Haha, mean looking turtle. Looks like you had fun.


----------



## grogan (Jan 23, 2011)

right on bud. Let me guess, sitting in the hammock on the forum while camping?


----------



## Cory1990 (Jun 14, 2012)

Spot on grogan! Last night while we were talking I was laying in there with a blanket on looking at the stars enjoying the fire.

And also I think the best part was eating fresh fish. I love crawfish and I found a spot with hundreds of them. I think we ended up getting around 40 of them out using a small hook and worm. So it was like eating lobster for me lol. That night dinner was chicken wrapped in foil cooked right in the fire, fresh panfish 7 of them,two rock bass. Mm mmmm mmmmm that was a good dinner


----------



## grogan (Jan 23, 2011)

Lol I do the exact same thing while rafting. "Hold on guys I gota check my phone!" You know your a fish nerd when......


----------



## Cory1990 (Jun 14, 2012)

Haha yea I know. I was in panic mode when my dad told me he stopped by my condo and fed my fish for me. I was like nooooooo but they are all fine. I seen my angel uprooted a plant while I was gone. Good thing it's still alive. Another downside in my African tank one of the cichlids nipped my OB on his top fin :/ he's ok though. Other then that everything was fine. I missed my fishes though lol. And I couldn't resist coming back on the forum


And As for that turtle they are mean as hell and will chomp off your finger if they get a chance, there necks can reach out pretty far as well.
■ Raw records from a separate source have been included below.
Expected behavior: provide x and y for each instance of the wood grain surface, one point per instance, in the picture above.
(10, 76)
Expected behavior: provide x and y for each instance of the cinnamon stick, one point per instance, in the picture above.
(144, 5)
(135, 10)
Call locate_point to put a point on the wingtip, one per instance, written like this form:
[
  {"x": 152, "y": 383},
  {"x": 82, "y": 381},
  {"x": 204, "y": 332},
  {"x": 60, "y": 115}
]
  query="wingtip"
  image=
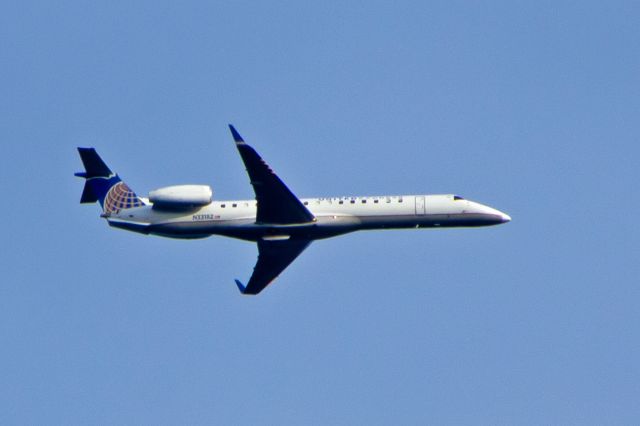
[
  {"x": 236, "y": 136},
  {"x": 241, "y": 287}
]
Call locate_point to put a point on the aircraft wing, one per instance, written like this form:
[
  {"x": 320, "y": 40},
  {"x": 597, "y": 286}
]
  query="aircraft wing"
[
  {"x": 276, "y": 203},
  {"x": 273, "y": 258}
]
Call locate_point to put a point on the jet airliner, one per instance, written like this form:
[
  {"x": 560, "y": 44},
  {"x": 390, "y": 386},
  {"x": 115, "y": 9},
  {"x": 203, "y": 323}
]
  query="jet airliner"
[{"x": 281, "y": 224}]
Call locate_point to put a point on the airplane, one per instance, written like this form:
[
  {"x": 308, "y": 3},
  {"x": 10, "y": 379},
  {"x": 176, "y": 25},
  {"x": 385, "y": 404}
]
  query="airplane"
[{"x": 281, "y": 224}]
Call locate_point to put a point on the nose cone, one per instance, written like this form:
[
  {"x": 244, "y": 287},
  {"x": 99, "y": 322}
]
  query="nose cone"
[{"x": 491, "y": 215}]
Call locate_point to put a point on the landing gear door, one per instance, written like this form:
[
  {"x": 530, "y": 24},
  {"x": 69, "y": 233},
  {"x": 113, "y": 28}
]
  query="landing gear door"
[{"x": 420, "y": 207}]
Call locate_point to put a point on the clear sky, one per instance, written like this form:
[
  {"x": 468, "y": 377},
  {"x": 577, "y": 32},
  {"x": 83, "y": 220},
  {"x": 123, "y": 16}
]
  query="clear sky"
[{"x": 530, "y": 107}]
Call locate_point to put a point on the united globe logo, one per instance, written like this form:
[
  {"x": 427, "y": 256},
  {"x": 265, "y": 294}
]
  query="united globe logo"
[{"x": 119, "y": 197}]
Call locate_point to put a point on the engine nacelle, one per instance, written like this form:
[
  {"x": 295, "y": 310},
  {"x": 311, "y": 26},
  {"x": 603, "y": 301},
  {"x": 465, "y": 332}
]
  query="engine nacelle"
[{"x": 181, "y": 196}]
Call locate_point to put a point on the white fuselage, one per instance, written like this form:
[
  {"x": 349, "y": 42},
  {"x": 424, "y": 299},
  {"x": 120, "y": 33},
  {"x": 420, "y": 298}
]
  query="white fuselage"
[{"x": 333, "y": 216}]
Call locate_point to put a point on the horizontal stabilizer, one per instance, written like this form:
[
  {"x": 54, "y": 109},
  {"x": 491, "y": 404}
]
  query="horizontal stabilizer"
[{"x": 93, "y": 164}]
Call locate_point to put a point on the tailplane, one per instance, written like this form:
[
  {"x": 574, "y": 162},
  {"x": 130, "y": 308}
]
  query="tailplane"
[{"x": 104, "y": 186}]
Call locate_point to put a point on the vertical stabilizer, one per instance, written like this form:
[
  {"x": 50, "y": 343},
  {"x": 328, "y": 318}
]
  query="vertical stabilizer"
[{"x": 104, "y": 186}]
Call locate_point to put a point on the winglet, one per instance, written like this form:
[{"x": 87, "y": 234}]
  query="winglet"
[
  {"x": 241, "y": 287},
  {"x": 236, "y": 136}
]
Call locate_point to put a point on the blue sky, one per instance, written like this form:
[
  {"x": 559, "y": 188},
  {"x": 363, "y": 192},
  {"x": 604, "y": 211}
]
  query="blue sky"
[{"x": 531, "y": 107}]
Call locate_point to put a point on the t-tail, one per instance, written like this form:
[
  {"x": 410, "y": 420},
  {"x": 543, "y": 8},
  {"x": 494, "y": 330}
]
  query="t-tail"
[{"x": 103, "y": 185}]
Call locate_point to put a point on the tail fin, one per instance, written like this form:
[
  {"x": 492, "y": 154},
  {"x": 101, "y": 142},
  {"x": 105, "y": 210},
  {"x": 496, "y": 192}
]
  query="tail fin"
[{"x": 103, "y": 185}]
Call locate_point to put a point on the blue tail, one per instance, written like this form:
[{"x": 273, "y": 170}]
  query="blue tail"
[{"x": 103, "y": 185}]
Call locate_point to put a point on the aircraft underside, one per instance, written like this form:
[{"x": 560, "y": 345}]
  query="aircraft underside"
[{"x": 322, "y": 227}]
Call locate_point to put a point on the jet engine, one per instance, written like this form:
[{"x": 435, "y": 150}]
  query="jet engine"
[{"x": 181, "y": 197}]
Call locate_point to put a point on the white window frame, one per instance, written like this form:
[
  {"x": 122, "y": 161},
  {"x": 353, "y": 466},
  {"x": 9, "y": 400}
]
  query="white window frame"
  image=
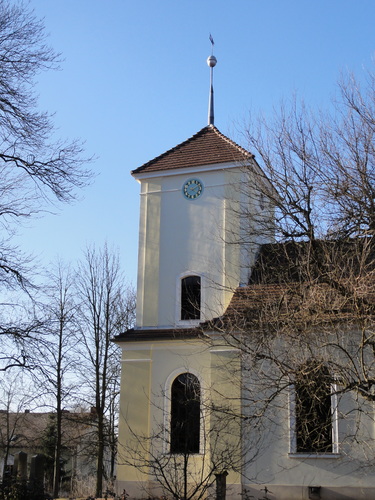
[
  {"x": 293, "y": 453},
  {"x": 168, "y": 409},
  {"x": 189, "y": 322}
]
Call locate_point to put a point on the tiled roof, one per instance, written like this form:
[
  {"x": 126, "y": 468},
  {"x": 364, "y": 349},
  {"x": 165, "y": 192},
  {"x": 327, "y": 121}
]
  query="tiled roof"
[{"x": 207, "y": 147}]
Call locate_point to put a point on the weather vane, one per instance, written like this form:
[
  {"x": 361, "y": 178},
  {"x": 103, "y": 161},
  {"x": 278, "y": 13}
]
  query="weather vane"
[{"x": 211, "y": 61}]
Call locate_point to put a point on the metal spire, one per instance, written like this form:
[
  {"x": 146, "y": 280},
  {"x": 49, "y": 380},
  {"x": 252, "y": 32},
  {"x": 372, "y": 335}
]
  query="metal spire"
[{"x": 211, "y": 61}]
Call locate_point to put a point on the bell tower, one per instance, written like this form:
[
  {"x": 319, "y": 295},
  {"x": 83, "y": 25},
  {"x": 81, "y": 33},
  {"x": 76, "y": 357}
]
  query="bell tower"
[{"x": 195, "y": 250}]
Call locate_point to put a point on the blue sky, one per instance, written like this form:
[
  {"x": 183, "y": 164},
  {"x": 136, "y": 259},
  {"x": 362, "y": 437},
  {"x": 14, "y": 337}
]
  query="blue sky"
[{"x": 134, "y": 83}]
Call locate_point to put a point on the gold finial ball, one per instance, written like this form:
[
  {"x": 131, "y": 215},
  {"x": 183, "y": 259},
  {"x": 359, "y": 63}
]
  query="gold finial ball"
[{"x": 211, "y": 61}]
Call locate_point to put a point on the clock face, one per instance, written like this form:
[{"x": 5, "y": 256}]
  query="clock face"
[{"x": 192, "y": 189}]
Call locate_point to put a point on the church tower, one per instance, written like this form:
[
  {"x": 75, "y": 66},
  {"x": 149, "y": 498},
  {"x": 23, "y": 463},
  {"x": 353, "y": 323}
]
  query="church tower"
[
  {"x": 195, "y": 250},
  {"x": 188, "y": 263}
]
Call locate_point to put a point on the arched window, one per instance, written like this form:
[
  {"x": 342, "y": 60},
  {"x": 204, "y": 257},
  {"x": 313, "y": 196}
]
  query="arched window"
[
  {"x": 191, "y": 298},
  {"x": 185, "y": 414},
  {"x": 313, "y": 409}
]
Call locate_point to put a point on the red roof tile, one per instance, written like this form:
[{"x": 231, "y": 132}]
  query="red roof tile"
[{"x": 207, "y": 147}]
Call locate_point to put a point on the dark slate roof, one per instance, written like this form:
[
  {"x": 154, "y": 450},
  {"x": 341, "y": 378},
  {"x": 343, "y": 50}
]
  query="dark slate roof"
[
  {"x": 207, "y": 147},
  {"x": 304, "y": 284}
]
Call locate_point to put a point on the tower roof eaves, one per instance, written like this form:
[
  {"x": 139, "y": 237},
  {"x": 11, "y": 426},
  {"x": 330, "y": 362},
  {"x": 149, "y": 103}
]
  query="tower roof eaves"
[{"x": 207, "y": 147}]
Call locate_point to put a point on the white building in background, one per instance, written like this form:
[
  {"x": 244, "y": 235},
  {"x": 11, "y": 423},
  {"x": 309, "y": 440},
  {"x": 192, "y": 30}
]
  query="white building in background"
[{"x": 197, "y": 248}]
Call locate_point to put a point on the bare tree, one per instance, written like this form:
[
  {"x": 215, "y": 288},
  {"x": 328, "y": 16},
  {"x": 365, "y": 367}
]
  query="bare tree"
[
  {"x": 199, "y": 444},
  {"x": 60, "y": 359},
  {"x": 35, "y": 169},
  {"x": 106, "y": 309},
  {"x": 14, "y": 401}
]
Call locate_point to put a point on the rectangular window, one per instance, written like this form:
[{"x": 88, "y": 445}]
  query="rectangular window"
[
  {"x": 313, "y": 412},
  {"x": 191, "y": 298}
]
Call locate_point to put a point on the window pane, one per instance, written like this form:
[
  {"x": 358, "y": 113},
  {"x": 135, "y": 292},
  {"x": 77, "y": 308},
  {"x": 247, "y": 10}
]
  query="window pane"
[
  {"x": 313, "y": 410},
  {"x": 190, "y": 297},
  {"x": 185, "y": 414}
]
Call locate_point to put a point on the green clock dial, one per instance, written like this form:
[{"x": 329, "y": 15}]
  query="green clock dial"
[{"x": 192, "y": 189}]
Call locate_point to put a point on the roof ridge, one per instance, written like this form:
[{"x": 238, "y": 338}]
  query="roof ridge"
[{"x": 231, "y": 142}]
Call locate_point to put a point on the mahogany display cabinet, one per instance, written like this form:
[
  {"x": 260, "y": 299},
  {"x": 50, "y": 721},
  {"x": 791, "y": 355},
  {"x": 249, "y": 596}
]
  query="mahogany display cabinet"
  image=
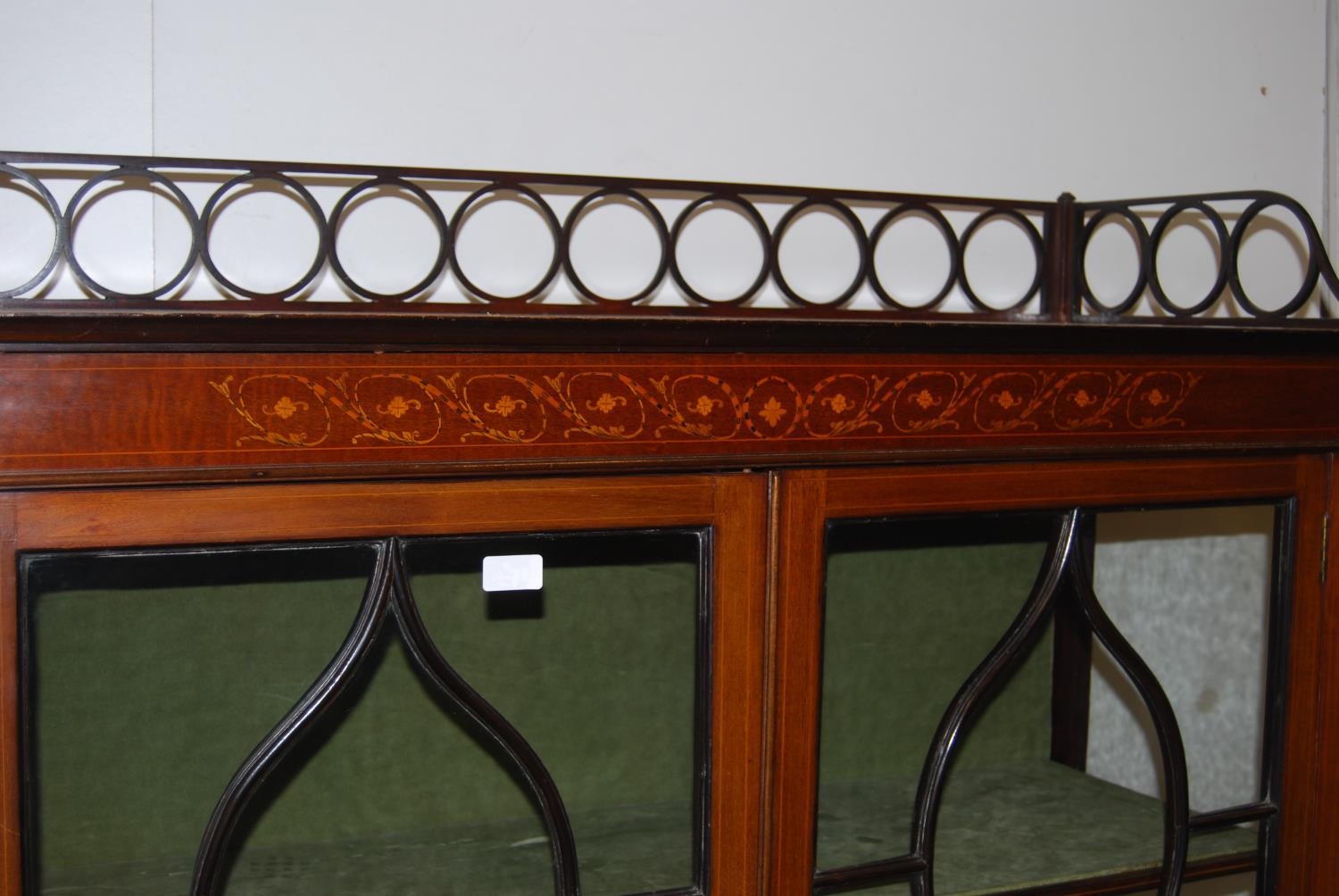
[{"x": 335, "y": 587}]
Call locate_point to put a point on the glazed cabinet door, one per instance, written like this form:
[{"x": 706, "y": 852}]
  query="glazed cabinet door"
[
  {"x": 497, "y": 689},
  {"x": 1066, "y": 678}
]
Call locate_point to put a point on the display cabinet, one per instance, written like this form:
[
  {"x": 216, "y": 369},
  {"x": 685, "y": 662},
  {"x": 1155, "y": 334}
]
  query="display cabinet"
[{"x": 406, "y": 580}]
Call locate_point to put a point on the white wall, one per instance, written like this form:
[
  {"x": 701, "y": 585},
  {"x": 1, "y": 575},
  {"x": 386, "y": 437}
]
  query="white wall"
[
  {"x": 1017, "y": 99},
  {"x": 983, "y": 98}
]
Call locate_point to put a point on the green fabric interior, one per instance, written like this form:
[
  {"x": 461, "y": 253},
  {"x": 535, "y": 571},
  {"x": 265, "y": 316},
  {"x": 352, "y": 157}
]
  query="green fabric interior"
[
  {"x": 911, "y": 609},
  {"x": 149, "y": 698}
]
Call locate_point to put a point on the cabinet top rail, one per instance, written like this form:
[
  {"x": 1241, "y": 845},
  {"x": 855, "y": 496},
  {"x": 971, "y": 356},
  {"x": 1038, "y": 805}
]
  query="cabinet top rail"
[{"x": 98, "y": 236}]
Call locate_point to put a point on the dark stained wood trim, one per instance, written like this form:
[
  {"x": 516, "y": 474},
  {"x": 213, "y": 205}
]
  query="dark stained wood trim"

If you have not already YouTube snapping turtles


----------



## Charlie1 (Dec 31, 2011)

All species of snapping turtles can be pretty mean as there are three species. The common, alligator, and Florida. You saw a common snapper on your camping trip which belongs to the family Chelydridae. They inhabit much of North America. It is kind of interesting you found him/her (I cannot see the tail, so unfortunatly I cannot sex the turtle for you) walking around om land as they are almost completly aquatic. Really nice find!


----------



## Cory1990 (Jun 14, 2012)

I grabbed it out of the water  but from time to time they do wonder up on land, the are in ponds/rivers here in Wisconsin and are vary mean. Iv had them rip fish in half while bringing a fish in before. They get pretty big and iv pulled a few fish in that I always thing are super huge until it gets close and I see a snapper attached to it. I seen a few so I hopped in the water and carefully grabbed the small on out and put it on the bank of the river to show my girlfriend. She said she's never seen one before do I had to grab one out.


----------